Aepsy propose des séances de coaching psychologique ou de psychothérapie principalement à des personnes, des couples ou des familles. Ceci dit, l’offre s’étend également aux entreprises qui souhaitent sensibiliser leurs équipes aux questions de santé mentale et proposer un soutien complémentaire à leurs collaborateurs. Dans mon rôle, je contribue à réduire le tabou autour de la santé mentale. Concrètement, je coordonne des campagnes de marketing, des évènements, ainsi que les contenus que nous publions afin de rendre le discours le plus naturel possible. Une partie de mon travail, côté marketing, est aussi plus analytique ; ce que je retrouve moins dans la communication, mais qui me plaît beaucoup.
En quoi votre activité actuelle se distingue des tâches que comprenait votre stage en communication effectué au Tribunal administratif fédéral ?
C’est assez différent. Le tribunal était beaucoup plus grand, il y avait donc davantage de communication à l’interne pour moi : actualités intranet, magazine, photographie, visites guidées, etc. Aujourd’hui, je suis plus directement impliquée dans la communication externe et dans la manière dont l’entreprise se présente, notamment en ligne. Ce sont des canaux et des niveaux de communication différents.
Qu’est-ce qui vous plaît en particulier dans votre travail actuel ?
La rapidité d’action que nous pouvons avoir. C’est un grand atout des plus petites entreprises : les décisions peuvent être très rapides et impliquer peu de personnes, ainsi nous pouvons développer le produit plus facilement et l’adapter à nos besoins. Au-delà de ça, la mission me parle beaucoup, notamment l’idée de rendre le soutien psychologique plus accessible. Je pense personnellement que si chacun peut se sentir au mieux individuellement, cela a aussi un impact positif à plus grande échelle.
«Il est très important de se poser la question pourquoi on fait certaines choses, en gardant un objectif qui nous guide, même pendant les périodes un peu plus difficiles.»
Céline Jordan
Y a-t-il également quelque chose qui vous manque ?
Parfois, ça me manque de faire partie d’un tout un peu plus grand, de pouvoir rencontrer des personnes d’autres départements lors de pauses café ou repas. C’est l’occasion de nouer des liens au-delà de sa propre équipe, mais au sein d’une même institution. Ça nous fait sortir un peu de notre bulle.
Votre langue maternelle est le français, vous avez étudié la communication à Lugano et travaillez désormais à Zurich. Votre quotidien professionnel est-il aussi plurilingue ?
Oui, tout à fait. La langue commune de l’équipe est l’anglais. En revanche, je travaille aussi en français et en italien, et je suis exposée à l’allemand en permanence. J’apprécie beaucoup de pratiquer toutes ces langues quotidiennement ; c’est très enrichissant, tant sur le plan professionnel que personnel.

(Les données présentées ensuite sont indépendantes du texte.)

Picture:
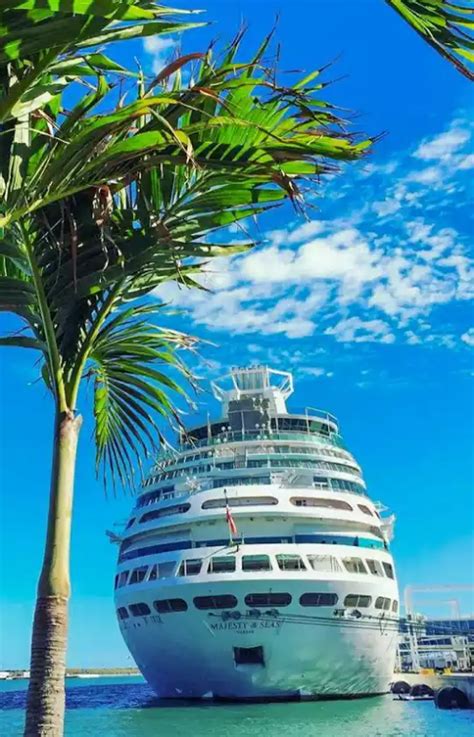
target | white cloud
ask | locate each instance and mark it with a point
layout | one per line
(356, 330)
(317, 371)
(386, 207)
(468, 337)
(442, 146)
(161, 48)
(466, 162)
(357, 277)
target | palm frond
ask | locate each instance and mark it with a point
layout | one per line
(132, 362)
(446, 26)
(103, 204)
(46, 46)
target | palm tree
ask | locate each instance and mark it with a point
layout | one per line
(444, 25)
(99, 209)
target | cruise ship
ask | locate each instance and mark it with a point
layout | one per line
(254, 564)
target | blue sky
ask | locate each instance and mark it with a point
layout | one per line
(367, 303)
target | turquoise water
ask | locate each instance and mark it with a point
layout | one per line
(126, 707)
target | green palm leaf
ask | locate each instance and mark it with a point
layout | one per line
(46, 46)
(132, 392)
(446, 26)
(100, 208)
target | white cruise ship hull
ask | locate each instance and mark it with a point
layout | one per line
(306, 655)
(254, 564)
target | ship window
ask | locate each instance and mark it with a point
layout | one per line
(190, 567)
(268, 599)
(300, 501)
(290, 563)
(139, 610)
(249, 655)
(153, 575)
(164, 606)
(222, 564)
(358, 600)
(324, 563)
(165, 512)
(382, 602)
(166, 569)
(224, 601)
(244, 501)
(123, 578)
(321, 482)
(138, 574)
(315, 599)
(256, 563)
(354, 565)
(375, 567)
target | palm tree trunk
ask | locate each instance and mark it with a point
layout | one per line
(46, 694)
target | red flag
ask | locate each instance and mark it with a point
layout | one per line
(230, 521)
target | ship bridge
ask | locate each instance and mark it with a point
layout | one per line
(253, 402)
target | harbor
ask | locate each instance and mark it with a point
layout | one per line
(129, 707)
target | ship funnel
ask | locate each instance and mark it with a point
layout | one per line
(255, 382)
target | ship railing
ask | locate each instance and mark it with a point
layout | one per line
(250, 435)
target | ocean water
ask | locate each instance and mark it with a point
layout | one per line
(126, 707)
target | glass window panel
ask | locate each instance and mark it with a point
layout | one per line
(357, 600)
(268, 599)
(164, 606)
(223, 601)
(290, 563)
(166, 569)
(375, 567)
(354, 565)
(222, 564)
(318, 599)
(324, 563)
(190, 567)
(256, 563)
(140, 609)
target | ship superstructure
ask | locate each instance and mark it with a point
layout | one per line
(255, 564)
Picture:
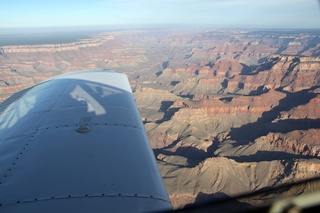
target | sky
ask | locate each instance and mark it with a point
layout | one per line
(215, 13)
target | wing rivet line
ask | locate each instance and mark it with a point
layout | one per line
(83, 129)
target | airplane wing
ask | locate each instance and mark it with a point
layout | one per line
(76, 143)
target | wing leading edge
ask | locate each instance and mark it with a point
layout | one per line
(76, 143)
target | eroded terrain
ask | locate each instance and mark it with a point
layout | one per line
(226, 111)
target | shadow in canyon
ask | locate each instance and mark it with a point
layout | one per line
(268, 156)
(168, 112)
(216, 202)
(249, 132)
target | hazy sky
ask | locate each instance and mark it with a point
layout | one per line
(220, 13)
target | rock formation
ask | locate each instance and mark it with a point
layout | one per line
(226, 112)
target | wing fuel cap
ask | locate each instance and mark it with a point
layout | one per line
(83, 129)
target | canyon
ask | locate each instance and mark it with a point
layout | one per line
(227, 112)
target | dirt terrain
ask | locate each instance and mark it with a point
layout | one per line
(226, 111)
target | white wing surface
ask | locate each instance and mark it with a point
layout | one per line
(76, 143)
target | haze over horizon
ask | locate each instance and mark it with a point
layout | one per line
(216, 13)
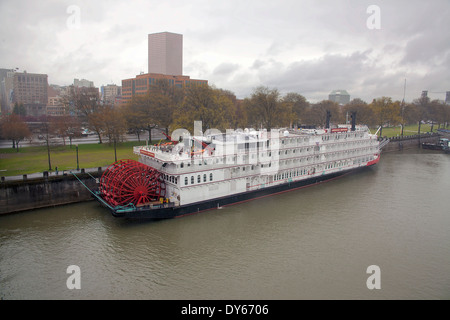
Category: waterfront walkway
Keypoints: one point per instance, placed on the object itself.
(45, 174)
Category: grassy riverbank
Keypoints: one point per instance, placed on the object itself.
(35, 159)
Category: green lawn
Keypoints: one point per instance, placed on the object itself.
(34, 159)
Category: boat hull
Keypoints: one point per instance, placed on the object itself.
(170, 212)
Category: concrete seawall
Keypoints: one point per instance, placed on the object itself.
(22, 195)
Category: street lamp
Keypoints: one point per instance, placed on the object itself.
(78, 167)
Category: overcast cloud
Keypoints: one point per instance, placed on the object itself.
(309, 47)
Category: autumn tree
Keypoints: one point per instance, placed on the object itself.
(14, 129)
(298, 105)
(264, 108)
(67, 127)
(139, 114)
(364, 113)
(385, 112)
(85, 103)
(317, 113)
(422, 110)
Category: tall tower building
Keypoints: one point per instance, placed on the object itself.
(165, 53)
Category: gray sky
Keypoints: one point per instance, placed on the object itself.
(308, 47)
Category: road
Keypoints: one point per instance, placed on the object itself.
(35, 141)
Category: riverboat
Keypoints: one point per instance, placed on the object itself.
(194, 173)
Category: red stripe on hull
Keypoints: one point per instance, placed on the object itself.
(371, 163)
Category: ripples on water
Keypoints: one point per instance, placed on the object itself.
(315, 243)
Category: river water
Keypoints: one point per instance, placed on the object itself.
(313, 243)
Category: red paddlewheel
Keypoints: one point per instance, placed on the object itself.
(129, 181)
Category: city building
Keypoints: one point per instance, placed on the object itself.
(28, 89)
(110, 94)
(83, 83)
(55, 106)
(339, 96)
(165, 53)
(143, 82)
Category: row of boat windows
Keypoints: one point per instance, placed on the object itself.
(199, 179)
(232, 160)
(342, 136)
(284, 175)
(262, 155)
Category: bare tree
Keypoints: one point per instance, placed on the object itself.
(14, 129)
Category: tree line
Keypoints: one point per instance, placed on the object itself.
(167, 107)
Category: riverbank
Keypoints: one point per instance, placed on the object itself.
(47, 191)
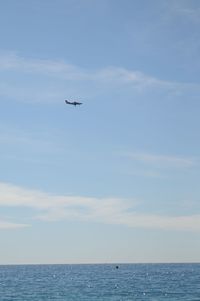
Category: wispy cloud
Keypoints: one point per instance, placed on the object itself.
(162, 161)
(102, 210)
(70, 78)
(8, 225)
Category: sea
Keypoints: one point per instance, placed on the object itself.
(100, 282)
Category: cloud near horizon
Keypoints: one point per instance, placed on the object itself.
(87, 209)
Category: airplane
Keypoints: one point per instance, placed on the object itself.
(74, 103)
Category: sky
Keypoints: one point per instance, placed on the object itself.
(117, 178)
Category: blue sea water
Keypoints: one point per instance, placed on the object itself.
(100, 282)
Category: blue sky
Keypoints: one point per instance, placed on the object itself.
(116, 179)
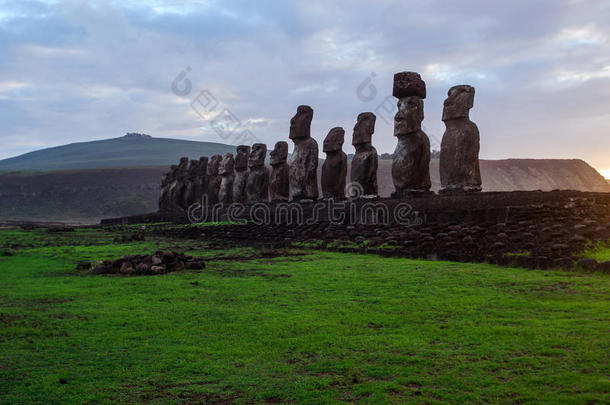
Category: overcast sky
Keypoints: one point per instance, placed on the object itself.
(74, 71)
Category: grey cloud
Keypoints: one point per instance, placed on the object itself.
(112, 66)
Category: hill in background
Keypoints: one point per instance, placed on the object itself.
(121, 176)
(131, 150)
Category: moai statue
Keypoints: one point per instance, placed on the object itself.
(202, 179)
(411, 163)
(192, 183)
(459, 163)
(303, 170)
(179, 190)
(279, 183)
(214, 179)
(257, 188)
(227, 171)
(241, 174)
(334, 168)
(364, 164)
(168, 183)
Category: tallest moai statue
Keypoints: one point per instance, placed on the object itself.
(303, 170)
(459, 164)
(411, 164)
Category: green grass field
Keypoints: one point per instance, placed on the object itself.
(307, 327)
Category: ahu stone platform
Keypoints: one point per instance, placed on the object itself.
(530, 229)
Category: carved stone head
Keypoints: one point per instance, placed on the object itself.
(458, 103)
(409, 116)
(182, 170)
(257, 156)
(407, 84)
(193, 168)
(214, 165)
(279, 154)
(203, 165)
(364, 128)
(228, 164)
(241, 158)
(334, 140)
(300, 124)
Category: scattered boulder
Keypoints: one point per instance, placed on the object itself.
(158, 263)
(587, 264)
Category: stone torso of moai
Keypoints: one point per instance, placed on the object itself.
(411, 163)
(192, 184)
(214, 179)
(179, 190)
(227, 172)
(459, 162)
(241, 174)
(278, 182)
(334, 168)
(363, 174)
(257, 189)
(168, 183)
(202, 179)
(303, 170)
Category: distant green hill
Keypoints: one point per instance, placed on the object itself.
(130, 150)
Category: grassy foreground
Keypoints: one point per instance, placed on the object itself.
(307, 327)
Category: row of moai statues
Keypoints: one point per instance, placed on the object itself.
(245, 178)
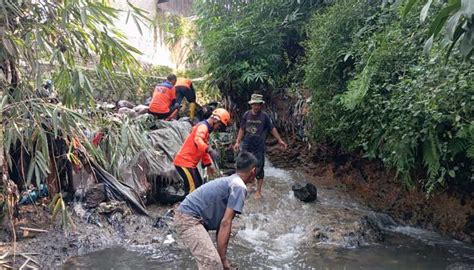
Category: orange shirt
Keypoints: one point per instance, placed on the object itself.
(163, 95)
(184, 82)
(195, 147)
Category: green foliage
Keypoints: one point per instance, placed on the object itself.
(250, 45)
(457, 18)
(123, 87)
(372, 80)
(65, 36)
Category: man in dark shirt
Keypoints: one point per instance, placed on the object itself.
(213, 206)
(253, 131)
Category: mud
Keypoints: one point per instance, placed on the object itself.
(87, 233)
(371, 184)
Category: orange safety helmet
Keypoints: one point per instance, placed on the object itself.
(223, 115)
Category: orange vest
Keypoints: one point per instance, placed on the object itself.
(195, 147)
(184, 82)
(162, 98)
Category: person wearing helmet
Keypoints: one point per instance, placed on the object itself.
(163, 104)
(196, 149)
(254, 127)
(184, 89)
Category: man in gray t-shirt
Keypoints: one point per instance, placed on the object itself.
(213, 206)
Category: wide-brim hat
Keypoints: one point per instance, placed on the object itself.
(256, 98)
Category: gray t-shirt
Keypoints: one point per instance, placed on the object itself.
(210, 200)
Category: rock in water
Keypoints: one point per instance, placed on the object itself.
(305, 192)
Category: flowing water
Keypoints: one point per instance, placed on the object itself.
(280, 232)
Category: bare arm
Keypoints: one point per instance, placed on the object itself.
(223, 234)
(277, 136)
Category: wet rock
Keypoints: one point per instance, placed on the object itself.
(114, 207)
(127, 111)
(169, 195)
(141, 109)
(305, 192)
(94, 196)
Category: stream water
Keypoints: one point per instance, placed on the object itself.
(280, 232)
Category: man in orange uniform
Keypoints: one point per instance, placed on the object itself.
(196, 148)
(163, 103)
(184, 89)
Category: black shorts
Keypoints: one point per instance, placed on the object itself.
(191, 177)
(184, 92)
(166, 114)
(260, 155)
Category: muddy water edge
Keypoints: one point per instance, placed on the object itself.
(369, 183)
(347, 229)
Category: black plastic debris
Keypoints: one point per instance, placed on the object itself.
(305, 192)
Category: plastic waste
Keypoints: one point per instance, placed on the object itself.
(33, 194)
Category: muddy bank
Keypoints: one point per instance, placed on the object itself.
(371, 184)
(88, 232)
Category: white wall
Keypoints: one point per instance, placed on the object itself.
(150, 42)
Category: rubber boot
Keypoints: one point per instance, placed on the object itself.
(192, 110)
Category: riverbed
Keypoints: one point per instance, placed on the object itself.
(280, 232)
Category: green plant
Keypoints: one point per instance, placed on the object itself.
(249, 46)
(34, 33)
(372, 80)
(456, 18)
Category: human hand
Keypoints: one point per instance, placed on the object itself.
(213, 153)
(236, 147)
(211, 172)
(226, 264)
(282, 144)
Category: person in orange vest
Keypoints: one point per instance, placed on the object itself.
(196, 148)
(163, 104)
(184, 89)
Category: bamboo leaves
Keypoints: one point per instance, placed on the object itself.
(457, 17)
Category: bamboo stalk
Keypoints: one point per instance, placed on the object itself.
(24, 264)
(4, 255)
(32, 229)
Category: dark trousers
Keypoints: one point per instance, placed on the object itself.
(184, 92)
(191, 177)
(166, 114)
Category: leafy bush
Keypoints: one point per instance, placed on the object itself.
(250, 45)
(123, 87)
(375, 91)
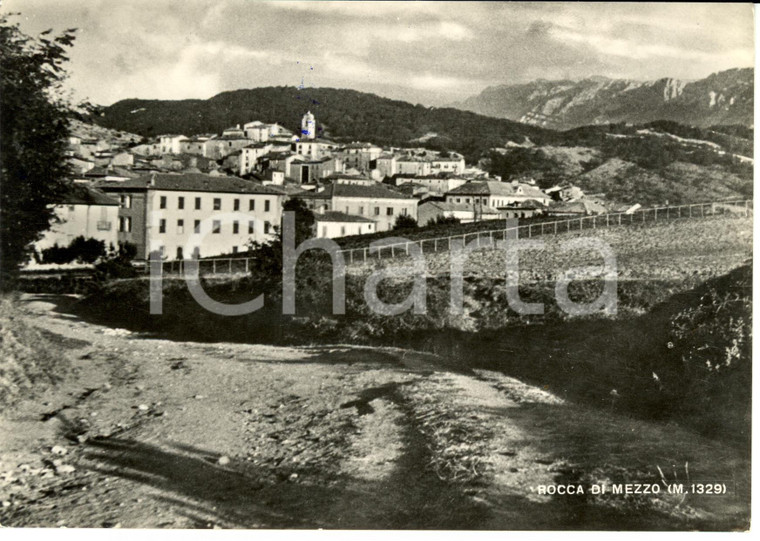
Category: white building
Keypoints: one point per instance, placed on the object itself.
(170, 144)
(190, 214)
(374, 201)
(332, 224)
(496, 194)
(308, 126)
(249, 156)
(82, 211)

Dans votre nouvel emploi, il est surtout question de santé mentale. Quels seraient vos conseils personnels pour rester en bonne santé même en période de stress au travail ?
Pour moi, il s’agit surtout de trouver un équilibre : une activité régulière qui peut être créative, sportive ou autre mais qui permet de vraiment déconnecter et qui redonne de l’énergie. Cela aide à tenir sur la durée et à éviter l’épuisement. Aussi, et c’est très important : se poser la question de pourquoi on fait certaines choses, en gardant un objectif qui nous guide, même pendant les périodes un peu plus difficiles.